KVM: VMX: add module parameter to avoid trapping HLT instructions (v5)

In certain use-cases, we want to allocate guests fixed time slices where idle
guest cycles leave the machine idling.  There are many approaches to achieve
this but the most direct is to simply avoid trapping the HLT instruction which
lets the guest directly execute the instruction putting the processor to sleep.

Introduce this as a module-level option for kvm-vmx.ko since if you do this
for one guest, you probably want to do it for all.

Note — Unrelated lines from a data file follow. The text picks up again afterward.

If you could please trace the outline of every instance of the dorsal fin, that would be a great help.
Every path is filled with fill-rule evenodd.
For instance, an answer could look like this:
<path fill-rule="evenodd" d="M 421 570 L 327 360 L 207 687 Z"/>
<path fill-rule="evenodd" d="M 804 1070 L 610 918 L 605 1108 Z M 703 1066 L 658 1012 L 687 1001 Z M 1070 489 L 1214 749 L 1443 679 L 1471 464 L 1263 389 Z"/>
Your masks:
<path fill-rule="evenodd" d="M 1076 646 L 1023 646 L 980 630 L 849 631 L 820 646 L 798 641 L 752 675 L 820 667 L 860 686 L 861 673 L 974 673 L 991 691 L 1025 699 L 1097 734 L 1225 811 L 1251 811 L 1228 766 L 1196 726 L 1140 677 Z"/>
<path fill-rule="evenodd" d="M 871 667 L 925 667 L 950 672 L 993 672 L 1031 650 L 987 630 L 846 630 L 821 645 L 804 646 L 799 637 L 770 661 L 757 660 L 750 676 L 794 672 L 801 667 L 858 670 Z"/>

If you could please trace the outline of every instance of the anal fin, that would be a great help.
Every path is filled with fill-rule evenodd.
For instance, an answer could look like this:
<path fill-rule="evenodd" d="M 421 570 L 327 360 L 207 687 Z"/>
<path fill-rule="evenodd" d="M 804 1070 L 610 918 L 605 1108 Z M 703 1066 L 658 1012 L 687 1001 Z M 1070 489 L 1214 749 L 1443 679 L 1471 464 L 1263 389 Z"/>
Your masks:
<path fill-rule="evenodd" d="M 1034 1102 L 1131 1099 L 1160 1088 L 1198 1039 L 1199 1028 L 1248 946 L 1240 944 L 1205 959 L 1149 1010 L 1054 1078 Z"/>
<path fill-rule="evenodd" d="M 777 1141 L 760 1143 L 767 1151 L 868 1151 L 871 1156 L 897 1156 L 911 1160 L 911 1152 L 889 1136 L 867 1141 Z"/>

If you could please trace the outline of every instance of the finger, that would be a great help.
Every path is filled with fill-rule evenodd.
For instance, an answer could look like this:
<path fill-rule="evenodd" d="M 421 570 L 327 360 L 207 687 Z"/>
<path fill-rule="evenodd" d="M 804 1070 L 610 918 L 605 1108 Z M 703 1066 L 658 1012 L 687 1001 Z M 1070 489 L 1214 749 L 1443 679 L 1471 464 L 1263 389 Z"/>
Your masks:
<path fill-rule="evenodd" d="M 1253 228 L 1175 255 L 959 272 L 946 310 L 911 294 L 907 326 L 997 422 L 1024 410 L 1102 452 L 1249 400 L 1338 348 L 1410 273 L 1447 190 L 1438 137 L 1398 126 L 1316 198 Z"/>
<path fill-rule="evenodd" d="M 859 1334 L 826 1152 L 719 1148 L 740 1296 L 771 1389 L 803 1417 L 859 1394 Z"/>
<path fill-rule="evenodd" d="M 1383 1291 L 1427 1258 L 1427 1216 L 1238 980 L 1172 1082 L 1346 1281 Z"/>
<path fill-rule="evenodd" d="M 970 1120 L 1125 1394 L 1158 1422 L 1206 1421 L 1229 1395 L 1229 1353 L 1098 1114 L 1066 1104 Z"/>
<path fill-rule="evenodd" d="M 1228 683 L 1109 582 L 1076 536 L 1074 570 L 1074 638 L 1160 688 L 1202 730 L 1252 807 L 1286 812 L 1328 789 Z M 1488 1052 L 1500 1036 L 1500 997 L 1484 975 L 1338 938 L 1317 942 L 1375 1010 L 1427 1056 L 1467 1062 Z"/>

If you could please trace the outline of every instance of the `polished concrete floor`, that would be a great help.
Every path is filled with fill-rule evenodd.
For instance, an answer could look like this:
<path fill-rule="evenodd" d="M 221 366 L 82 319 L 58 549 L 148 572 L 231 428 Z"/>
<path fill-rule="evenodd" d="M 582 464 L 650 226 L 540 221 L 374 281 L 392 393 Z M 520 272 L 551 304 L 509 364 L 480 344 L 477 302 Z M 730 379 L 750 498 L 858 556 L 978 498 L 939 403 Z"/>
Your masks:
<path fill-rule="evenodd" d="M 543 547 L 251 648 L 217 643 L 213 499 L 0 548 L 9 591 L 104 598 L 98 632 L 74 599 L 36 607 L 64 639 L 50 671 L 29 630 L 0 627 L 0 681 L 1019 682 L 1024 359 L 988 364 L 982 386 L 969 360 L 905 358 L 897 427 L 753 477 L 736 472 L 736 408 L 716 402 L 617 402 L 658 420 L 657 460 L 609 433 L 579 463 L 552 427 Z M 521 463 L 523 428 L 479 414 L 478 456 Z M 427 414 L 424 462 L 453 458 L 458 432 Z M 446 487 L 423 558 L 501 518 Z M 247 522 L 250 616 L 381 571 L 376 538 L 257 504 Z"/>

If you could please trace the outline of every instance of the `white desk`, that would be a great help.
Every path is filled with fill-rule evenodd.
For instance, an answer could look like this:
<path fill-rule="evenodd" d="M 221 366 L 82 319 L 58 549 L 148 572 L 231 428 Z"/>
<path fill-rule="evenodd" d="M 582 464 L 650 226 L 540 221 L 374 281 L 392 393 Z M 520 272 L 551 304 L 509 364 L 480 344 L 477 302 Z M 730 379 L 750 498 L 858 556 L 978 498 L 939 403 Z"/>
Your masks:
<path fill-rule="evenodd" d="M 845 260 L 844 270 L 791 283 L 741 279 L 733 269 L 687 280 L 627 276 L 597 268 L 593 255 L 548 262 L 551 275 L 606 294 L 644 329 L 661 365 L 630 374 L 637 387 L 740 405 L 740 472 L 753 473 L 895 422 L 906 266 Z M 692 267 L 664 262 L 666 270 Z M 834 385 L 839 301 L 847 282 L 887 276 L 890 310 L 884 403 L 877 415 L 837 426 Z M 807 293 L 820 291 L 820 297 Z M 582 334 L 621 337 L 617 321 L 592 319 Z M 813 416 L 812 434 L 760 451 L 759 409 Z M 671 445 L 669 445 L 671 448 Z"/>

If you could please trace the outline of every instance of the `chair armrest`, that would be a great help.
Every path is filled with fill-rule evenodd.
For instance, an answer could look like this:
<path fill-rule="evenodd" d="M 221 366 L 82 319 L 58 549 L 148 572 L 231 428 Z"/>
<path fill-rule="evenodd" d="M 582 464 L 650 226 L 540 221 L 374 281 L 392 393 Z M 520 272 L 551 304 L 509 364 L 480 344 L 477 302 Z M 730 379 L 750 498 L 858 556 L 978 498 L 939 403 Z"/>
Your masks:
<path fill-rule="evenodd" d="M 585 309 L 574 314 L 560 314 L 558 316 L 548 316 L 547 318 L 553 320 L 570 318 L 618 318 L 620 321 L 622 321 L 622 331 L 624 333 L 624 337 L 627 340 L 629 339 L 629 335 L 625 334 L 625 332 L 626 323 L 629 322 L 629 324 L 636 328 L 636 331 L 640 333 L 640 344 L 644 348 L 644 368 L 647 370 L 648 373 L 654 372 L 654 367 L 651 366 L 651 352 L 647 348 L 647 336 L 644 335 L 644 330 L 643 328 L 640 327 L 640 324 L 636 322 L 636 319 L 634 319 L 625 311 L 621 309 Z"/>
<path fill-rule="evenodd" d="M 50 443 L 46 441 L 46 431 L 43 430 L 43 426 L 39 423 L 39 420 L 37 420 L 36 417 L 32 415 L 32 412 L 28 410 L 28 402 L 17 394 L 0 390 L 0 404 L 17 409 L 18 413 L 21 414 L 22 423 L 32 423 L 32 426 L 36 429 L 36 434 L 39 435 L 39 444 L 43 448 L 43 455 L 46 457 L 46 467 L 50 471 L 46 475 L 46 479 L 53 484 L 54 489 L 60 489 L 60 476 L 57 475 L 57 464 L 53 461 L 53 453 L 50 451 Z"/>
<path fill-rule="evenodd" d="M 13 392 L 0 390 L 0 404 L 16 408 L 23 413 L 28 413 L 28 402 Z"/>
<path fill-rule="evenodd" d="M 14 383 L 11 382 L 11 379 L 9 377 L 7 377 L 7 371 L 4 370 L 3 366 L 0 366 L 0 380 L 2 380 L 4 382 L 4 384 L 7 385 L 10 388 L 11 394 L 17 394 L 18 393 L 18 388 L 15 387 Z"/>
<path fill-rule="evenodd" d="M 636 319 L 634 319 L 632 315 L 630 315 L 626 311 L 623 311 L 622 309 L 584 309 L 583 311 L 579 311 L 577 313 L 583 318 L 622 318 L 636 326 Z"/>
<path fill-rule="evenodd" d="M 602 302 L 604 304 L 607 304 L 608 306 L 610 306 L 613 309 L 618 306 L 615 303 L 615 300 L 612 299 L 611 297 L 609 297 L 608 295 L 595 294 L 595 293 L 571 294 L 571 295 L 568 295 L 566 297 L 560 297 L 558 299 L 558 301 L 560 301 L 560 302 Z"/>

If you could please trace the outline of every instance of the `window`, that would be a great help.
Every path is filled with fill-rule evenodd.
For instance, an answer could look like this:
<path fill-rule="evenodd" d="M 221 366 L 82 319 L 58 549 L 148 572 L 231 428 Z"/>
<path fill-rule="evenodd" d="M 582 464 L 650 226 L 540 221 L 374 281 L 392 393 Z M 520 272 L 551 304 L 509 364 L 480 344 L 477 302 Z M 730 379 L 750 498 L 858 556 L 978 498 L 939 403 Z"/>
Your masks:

Signed-off-by: Anthony Liguori <aliguori@us.ibm.com>
Signed-off-by: Avi Kivity <avi@redhat.com>
diff --git a/arch/x86/kvm/vmx.c b/arch/x86/kvm/vmx.c
index f3693ca..c195260 100644
--- a/arch/x86/kvm/vmx.c
+++ b/arch/x86/kvm/vmx.c
@@ -69,6 +69,9 @@
 static int __read_mostly vmm_exclusive = 1;
 module_param(vmm_exclusive, bool, S_IRUGO);
 
+static int __read_mostly yield_on_hlt = 1;
+module_param(yield_on_hlt, bool, S_IRUGO);
+
 #define KVM_GUEST_CR0_MASK_UNRESTRICTED_GUEST				\
 	(X86_CR0_WP | X86_CR0_NE | X86_CR0_NW | X86_CR0_CD)

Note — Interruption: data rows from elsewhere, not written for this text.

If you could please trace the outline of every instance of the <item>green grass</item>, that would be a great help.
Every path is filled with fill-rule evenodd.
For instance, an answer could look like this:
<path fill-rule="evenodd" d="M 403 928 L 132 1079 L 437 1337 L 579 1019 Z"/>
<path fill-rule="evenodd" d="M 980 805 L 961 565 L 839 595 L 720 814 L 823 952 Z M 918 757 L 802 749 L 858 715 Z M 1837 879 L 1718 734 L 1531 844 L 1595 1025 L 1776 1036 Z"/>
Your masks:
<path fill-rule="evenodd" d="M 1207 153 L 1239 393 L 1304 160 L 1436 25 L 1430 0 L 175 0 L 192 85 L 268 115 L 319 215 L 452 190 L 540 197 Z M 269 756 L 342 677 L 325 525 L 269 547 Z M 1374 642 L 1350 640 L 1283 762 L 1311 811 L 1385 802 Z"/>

 #define KVM_GUEST_CR0_MASK						\
@@ -1009,6 +1012,17 @@
 	vmx_set_interrupt_shadow(vcpu, 0);
 }
 
+static void vmx_clear_hlt(struct kvm_vcpu *vcpu)
+{
+	/* Ensure that we clear the HLT state in the VMCS.  We don't need to
+	 * explicitly skip the instruction because if the HLT state is set, then
+	 * the instruction is already executing and RIP has already been
+	 * advanced. */
+	if (!yield_on_hlt &&
+	    vmcs_read32(GUEST_ACTIVITY_STATE) == GUEST_ACTIVITY_HLT)

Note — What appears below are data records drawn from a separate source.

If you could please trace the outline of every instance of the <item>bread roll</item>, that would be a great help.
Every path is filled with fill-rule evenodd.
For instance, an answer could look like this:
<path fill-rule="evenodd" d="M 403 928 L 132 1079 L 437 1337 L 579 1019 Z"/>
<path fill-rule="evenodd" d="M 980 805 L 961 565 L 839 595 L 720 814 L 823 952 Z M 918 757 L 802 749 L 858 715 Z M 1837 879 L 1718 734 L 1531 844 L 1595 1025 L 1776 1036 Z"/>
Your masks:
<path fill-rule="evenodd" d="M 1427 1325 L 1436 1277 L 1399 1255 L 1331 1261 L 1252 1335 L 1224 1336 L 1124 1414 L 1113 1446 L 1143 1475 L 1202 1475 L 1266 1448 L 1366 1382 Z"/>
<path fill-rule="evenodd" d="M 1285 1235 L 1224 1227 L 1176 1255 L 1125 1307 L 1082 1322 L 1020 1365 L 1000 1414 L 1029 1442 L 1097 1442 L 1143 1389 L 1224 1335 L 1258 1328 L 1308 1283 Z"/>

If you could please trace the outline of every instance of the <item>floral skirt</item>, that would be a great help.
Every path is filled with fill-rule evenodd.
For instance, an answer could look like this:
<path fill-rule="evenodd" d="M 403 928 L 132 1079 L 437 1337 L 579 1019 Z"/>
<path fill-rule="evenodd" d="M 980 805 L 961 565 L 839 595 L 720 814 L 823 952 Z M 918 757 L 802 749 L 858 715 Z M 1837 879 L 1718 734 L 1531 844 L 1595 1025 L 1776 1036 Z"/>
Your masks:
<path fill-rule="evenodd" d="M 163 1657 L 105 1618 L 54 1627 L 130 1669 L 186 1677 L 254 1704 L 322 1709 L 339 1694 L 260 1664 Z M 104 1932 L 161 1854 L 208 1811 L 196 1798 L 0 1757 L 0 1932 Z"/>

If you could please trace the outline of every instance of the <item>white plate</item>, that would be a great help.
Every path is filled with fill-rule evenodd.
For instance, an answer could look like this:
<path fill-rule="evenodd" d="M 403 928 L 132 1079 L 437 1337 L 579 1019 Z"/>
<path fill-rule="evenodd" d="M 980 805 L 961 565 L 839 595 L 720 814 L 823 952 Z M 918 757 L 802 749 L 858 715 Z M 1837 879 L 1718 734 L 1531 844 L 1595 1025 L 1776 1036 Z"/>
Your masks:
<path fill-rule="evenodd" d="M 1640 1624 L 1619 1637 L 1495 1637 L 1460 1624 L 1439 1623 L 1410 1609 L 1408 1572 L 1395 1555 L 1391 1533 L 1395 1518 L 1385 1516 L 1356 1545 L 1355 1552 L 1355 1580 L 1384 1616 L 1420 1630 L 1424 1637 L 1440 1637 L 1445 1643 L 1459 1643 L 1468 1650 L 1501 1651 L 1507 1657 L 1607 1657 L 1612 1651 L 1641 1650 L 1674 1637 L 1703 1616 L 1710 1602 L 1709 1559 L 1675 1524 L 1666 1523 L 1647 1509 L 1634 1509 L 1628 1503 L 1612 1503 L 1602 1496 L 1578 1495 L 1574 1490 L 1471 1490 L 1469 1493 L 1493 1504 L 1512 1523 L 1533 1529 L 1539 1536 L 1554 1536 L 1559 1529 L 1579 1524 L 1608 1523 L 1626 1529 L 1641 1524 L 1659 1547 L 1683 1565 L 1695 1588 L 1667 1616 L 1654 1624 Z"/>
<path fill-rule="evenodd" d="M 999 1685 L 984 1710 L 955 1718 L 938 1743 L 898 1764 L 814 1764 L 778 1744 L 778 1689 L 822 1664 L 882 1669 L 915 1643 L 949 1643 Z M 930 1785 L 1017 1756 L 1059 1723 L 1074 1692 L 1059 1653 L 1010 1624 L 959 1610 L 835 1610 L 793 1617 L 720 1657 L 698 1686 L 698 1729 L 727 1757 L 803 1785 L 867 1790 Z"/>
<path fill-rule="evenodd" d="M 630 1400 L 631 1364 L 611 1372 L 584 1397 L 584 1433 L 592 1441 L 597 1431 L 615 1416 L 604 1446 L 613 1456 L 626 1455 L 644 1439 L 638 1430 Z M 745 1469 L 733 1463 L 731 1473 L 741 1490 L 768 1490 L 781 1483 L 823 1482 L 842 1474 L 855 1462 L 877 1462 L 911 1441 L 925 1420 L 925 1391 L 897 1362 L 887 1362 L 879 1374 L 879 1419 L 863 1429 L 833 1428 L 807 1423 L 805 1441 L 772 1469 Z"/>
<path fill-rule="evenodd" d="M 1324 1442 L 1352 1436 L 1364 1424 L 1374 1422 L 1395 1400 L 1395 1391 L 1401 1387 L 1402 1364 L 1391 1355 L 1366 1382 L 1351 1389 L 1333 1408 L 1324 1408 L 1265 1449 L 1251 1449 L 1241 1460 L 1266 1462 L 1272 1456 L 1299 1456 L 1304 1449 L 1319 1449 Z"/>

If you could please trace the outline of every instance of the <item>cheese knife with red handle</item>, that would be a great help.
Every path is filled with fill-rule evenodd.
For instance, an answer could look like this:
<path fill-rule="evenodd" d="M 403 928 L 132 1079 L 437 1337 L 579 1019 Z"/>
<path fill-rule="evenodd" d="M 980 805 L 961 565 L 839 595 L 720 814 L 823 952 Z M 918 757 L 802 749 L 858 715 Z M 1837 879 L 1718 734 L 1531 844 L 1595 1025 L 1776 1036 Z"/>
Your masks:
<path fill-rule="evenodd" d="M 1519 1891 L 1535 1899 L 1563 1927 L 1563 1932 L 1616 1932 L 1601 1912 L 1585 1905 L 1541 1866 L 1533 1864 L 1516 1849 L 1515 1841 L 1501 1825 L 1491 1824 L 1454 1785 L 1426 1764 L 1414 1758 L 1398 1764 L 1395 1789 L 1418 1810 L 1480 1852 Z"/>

+		vmcs_write32(GUEST_ACTIVITY_STATE, GUEST_ACTIVITY_ACTIVE);
+}
+
 static void vmx_queue_exception(struct kvm_vcpu *vcpu, unsigned nr,
 				bool has_error_code, u32 error_code,
 				bool reinject)
@@ -1035,6 +1049,7 @@
 		intr_info |= INTR_TYPE_HARD_EXCEPTION;
 
 	vmcs_write32(VM_ENTRY_INTR_INFO_FIELD, intr_info);
+	vmx_clear_hlt(vcpu);
 }
 
 static bool vmx_rdtscp_supported(void)
@@ -1419,7 +1434,7 @@
 				&_pin_based_exec_control) < 0)
 		return -EIO;
 
-	min = CPU_BASED_HLT_EXITING |
+	min =
 #ifdef CONFIG_X86_64
 	      CPU_BASED_CR8_LOAD_EXITING |
 	      CPU_BASED_CR8_STORE_EXITING |
@@ -1432,6 +1447,10 @@
 	      CPU_BASED_MWAIT_EXITING |
 	      CPU_BASED_MONITOR_EXITING |
 	      CPU_BASED_INVLPG_EXITING;
+
+	if (yield_on_hlt)
+		min |= CPU_BASED_HLT_EXITING;
+
 	opt = CPU_BASED_TPR_SHADOW |
 	      CPU_BASED_USE_MSR_BITMAPS |
 	      CPU_BASED_ACTIVATE_SECONDARY_CONTROLS;
@@ -2728,7 +2747,7 @@
 	vmcs_writel(GUEST_IDTR_BASE, 0);
 	vmcs_write32(GUEST_IDTR_LIMIT, 0xffff);
 
-	vmcs_write32(GUEST_ACTIVITY_STATE, 0);
+	vmcs_write32(GUEST_ACTIVITY_STATE, GUEST_ACTIVITY_ACTIVE);
 	vmcs_write32(GUEST_INTERRUPTIBILITY_INFO, 0);
 	vmcs_write32(GUEST_PENDING_DBG_EXCEPTIONS, 0);
 
@@ -2821,6 +2840,7 @@
 	} else
 		intr |= INTR_TYPE_EXT_INTR;
 	vmcs_write32(VM_ENTRY_INTR_INFO_FIELD, intr);
+	vmx_clear_hlt(vcpu);
 }
 
 static void vmx_inject_nmi(struct kvm_vcpu *vcpu)
@@ -2848,6 +2868,7 @@
 	}
 	vmcs_write32(VM_ENTRY_INTR_INFO_FIELD,
 			INTR_TYPE_NMI_INTR | INTR_INFO_VALID_MASK | NMI_VECTOR);
+	vmx_clear_hlt(vcpu);
 }
 
 static int vmx_nmi_allowed(struct kvm_vcpu *vcpu)